Support for home owners is lacking in Washington, D.C., and Congress isn’t doing all it could to help the housing market recover, said industry experts and analysts who gathered yesterday in the nation’s capital to discuss ways to solve the country’s housing crisis and economic challenges.
Government policies that increase down payment requirements, reduce the size of federally insured mortgages, along with a failure to extend the federal flood insurance program long-term, and talk of reducing or eliminating the mortgage interest deduction are all harming home owners and the real estate market, said NATIONAL ASSOCIATION OF REALTORS® President Ron Phipps, speaking at New Solutions for America’s Housing Crisis conference. “The market will self-correct if we stop doing harm,” he said.
Sen. Johnny Isakson (R-Ga.) said he’d like to change many of those housing policies, including raising mortgage loan limits, which would make more home owners in high-cost areas eligible to refinance using lower-cost government-backed loan programs.
He also opposes a plan that would make loans more expensive by raising down payments for loans not backed by government loan guarantee programs, estimating that it would negatively affect 40% to 60% of would-be home buyers and refinancers.

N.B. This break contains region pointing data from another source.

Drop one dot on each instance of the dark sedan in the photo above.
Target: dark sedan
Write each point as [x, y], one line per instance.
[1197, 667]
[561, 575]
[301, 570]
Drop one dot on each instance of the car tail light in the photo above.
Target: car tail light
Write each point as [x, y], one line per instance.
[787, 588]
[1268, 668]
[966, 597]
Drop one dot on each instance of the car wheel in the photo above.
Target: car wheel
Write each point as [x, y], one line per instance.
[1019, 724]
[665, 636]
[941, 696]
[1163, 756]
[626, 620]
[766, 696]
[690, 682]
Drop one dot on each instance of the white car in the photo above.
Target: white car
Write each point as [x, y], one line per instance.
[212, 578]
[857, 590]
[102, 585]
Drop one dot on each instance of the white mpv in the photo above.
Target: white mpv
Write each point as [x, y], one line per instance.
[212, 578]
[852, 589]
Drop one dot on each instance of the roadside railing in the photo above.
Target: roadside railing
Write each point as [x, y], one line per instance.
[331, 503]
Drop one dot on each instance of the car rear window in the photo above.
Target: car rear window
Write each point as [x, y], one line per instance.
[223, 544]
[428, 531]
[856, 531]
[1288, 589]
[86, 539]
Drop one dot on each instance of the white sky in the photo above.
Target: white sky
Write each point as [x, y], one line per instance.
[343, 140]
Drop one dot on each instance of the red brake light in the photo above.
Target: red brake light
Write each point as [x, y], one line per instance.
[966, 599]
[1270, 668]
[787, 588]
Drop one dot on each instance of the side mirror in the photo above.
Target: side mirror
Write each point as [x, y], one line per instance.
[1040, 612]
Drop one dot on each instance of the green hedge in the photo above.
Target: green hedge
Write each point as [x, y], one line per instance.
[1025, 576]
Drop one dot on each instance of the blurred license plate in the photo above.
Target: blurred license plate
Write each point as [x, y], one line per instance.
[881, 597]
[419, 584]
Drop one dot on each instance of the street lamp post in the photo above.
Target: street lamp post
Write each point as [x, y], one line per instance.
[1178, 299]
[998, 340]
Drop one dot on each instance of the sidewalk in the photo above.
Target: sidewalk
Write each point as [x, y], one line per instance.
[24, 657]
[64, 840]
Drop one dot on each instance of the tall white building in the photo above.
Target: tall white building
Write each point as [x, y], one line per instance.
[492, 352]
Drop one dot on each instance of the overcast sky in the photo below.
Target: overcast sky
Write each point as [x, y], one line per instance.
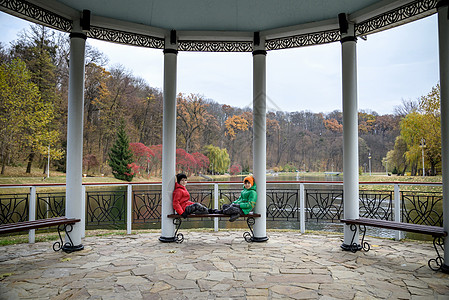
[400, 63]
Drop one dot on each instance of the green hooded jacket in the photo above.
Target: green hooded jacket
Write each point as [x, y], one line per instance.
[247, 199]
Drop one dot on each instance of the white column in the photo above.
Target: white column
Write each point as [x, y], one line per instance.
[443, 38]
[73, 206]
[129, 208]
[32, 214]
[168, 142]
[260, 140]
[350, 133]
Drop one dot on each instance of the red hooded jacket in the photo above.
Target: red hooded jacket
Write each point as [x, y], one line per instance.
[181, 198]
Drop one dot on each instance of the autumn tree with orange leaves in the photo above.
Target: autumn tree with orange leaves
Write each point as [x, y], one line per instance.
[192, 119]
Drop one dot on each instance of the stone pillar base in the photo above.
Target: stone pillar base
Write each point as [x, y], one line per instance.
[70, 249]
[259, 239]
[347, 247]
[164, 239]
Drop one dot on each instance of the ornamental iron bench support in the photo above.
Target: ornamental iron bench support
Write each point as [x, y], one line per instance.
[248, 236]
[438, 233]
[62, 223]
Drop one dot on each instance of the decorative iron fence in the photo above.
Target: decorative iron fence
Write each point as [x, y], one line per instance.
[14, 208]
[324, 205]
[108, 208]
[422, 208]
[50, 205]
[376, 204]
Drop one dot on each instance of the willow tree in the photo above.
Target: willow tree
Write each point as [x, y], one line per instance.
[120, 156]
[421, 130]
[25, 117]
[218, 158]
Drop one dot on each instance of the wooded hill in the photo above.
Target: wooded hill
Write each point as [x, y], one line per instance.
[33, 117]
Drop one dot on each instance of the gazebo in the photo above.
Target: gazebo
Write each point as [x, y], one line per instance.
[232, 26]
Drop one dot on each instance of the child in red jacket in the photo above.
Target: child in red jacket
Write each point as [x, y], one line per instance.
[181, 199]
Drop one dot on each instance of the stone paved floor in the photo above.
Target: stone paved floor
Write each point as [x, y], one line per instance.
[221, 265]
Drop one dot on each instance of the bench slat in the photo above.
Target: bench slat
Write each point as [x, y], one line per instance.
[27, 225]
[416, 228]
[176, 216]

The plan also includes “onerous” new credit standards that could leave millions of consumers unable to purchase or refinance home loans, said Ellen Schloemer, executive vice president of the Center for Responsible Lending, a national consumer advocacy group.

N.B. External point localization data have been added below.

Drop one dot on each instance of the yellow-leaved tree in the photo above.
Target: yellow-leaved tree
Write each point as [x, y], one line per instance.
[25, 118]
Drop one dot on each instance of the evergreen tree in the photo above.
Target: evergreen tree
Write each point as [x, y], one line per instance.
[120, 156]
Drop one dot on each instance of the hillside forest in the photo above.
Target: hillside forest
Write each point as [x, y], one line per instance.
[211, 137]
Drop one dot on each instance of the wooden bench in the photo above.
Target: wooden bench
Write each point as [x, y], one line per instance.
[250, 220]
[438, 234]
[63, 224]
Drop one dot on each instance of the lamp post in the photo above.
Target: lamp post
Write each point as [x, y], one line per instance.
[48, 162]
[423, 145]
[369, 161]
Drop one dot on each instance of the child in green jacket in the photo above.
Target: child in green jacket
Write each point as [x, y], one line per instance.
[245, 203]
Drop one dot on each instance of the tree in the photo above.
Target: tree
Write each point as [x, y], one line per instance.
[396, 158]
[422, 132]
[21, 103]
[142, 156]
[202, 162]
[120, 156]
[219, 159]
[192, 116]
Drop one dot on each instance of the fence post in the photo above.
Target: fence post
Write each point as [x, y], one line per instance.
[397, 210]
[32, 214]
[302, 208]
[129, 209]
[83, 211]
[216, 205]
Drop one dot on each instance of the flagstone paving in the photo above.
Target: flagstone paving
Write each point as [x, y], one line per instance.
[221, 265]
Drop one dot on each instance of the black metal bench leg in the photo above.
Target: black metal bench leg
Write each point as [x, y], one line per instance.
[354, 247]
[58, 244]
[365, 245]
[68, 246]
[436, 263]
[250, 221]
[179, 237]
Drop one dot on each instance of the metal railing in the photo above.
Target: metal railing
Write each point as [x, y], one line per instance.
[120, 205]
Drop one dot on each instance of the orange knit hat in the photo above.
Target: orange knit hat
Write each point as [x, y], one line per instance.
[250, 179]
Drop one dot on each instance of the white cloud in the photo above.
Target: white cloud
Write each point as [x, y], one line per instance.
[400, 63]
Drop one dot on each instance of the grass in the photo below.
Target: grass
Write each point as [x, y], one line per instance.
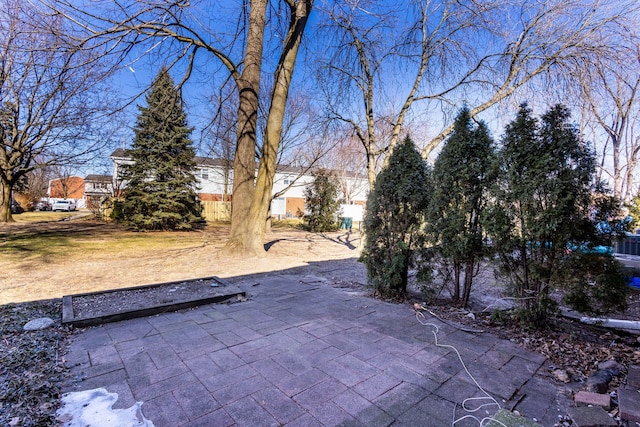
[42, 257]
[45, 257]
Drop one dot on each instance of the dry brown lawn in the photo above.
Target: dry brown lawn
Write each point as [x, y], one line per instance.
[48, 258]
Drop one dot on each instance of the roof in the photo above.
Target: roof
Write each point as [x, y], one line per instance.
[99, 178]
[121, 153]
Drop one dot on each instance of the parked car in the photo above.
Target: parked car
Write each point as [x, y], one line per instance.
[43, 206]
[64, 205]
[16, 208]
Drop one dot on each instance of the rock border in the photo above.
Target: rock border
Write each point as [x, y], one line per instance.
[221, 293]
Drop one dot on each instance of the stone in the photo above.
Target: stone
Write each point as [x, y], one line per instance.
[598, 382]
[610, 364]
[561, 375]
[591, 416]
[38, 324]
[633, 377]
[509, 419]
[629, 404]
[586, 398]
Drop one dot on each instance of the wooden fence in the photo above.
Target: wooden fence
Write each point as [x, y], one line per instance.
[216, 211]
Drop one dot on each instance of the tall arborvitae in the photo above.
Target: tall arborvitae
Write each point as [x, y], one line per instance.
[322, 202]
[542, 212]
[160, 187]
[393, 219]
[462, 176]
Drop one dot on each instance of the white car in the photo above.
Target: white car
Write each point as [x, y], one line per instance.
[64, 205]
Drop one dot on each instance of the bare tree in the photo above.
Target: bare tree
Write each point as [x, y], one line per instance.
[47, 97]
[610, 93]
[442, 54]
[179, 26]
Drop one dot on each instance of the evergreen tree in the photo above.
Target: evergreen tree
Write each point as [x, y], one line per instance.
[322, 203]
[541, 206]
[160, 189]
[393, 219]
[462, 175]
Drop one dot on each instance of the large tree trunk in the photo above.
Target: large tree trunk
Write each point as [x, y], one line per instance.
[5, 202]
[244, 237]
[248, 227]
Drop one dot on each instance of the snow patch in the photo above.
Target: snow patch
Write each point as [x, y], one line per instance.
[93, 408]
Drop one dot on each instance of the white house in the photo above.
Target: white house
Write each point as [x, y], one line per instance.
[215, 183]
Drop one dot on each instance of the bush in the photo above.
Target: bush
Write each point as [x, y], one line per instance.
[322, 203]
[393, 220]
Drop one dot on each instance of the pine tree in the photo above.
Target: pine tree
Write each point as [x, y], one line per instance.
[160, 185]
[393, 219]
[462, 176]
[322, 203]
[542, 208]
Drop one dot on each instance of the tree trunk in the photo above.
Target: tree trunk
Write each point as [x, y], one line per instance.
[456, 281]
[244, 236]
[248, 226]
[5, 202]
[468, 281]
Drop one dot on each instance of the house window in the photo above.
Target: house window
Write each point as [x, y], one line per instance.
[202, 173]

Speakers also criticized Congress for failing to pass a long-term extension of the National Flood Insurance Program. As part of the budget agreement reached yesterday, Congress agreed to fund the flood program only through Nov. 18. When flood insurance isn’t available, home buyers can’t purchase homes in federal flood zones.
The mortgage interest deduction is also up for debate this year as Congress seeks ways to increase revenues and cut the federal deficit. Taking it away would be unfair to home owners who bought their homes counting on using the mortgage interest deduction, the panelists said.

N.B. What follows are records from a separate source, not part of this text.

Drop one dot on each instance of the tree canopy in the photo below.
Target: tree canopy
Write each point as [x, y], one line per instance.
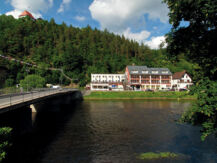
[32, 81]
[198, 37]
[78, 51]
[197, 40]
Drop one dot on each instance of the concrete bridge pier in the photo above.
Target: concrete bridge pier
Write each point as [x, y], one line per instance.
[56, 102]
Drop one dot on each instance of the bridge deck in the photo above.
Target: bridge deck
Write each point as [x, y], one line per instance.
[7, 101]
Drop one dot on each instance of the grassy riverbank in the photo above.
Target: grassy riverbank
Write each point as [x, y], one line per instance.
[139, 95]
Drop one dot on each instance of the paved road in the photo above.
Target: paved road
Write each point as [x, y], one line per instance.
[9, 100]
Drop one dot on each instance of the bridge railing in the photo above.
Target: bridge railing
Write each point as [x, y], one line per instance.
[15, 98]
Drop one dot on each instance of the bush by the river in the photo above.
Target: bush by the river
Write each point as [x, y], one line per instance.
[204, 111]
[5, 134]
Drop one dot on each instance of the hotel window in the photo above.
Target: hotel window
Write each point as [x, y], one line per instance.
[144, 72]
[164, 72]
[134, 72]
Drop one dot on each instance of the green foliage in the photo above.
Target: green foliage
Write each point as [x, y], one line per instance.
[32, 81]
[205, 109]
[5, 134]
[153, 156]
[9, 82]
[79, 52]
[198, 38]
[198, 41]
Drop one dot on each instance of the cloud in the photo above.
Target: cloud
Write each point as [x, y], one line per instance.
[117, 15]
[80, 18]
[139, 37]
[155, 42]
[62, 5]
[33, 6]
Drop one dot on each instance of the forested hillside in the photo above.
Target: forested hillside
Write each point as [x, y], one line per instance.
[79, 51]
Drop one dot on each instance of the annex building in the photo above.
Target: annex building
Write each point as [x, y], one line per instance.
[105, 82]
[144, 78]
[141, 78]
[181, 80]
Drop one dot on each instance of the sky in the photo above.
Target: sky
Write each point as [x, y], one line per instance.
[145, 21]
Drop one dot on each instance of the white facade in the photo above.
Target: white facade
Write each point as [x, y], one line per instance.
[182, 83]
[105, 82]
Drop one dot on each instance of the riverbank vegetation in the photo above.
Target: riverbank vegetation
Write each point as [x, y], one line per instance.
[139, 95]
[5, 134]
[154, 156]
[78, 51]
[197, 40]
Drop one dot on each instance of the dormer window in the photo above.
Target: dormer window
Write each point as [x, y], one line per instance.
[154, 72]
[145, 72]
[134, 72]
[164, 72]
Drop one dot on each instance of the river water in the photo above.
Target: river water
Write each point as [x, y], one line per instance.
[114, 132]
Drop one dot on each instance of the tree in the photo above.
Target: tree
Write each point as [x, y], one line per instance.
[32, 81]
[197, 40]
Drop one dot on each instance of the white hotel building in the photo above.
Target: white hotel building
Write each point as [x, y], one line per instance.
[105, 82]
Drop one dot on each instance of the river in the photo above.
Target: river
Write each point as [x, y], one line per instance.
[113, 132]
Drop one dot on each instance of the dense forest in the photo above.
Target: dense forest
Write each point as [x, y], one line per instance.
[78, 51]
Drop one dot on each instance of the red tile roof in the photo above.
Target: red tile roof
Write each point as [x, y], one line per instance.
[26, 13]
[179, 75]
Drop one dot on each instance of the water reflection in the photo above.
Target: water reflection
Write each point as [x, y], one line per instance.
[117, 131]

Donald Marron, director of the Urban-Brookings Tax Policy Center countered that the tax code has too many preferences. He suggested eliminating the mortgage interest deduction for second homes or gradually reducing it for primary homes. “All the changes we want to make it the tax code are going to hurt people,” he said.
Zillow Chief Economist Stan Humphries took a middle path on the mortgage interest deduction, saying that Congress should make any changes gradually over multiple years while creating new ways to support home ownership.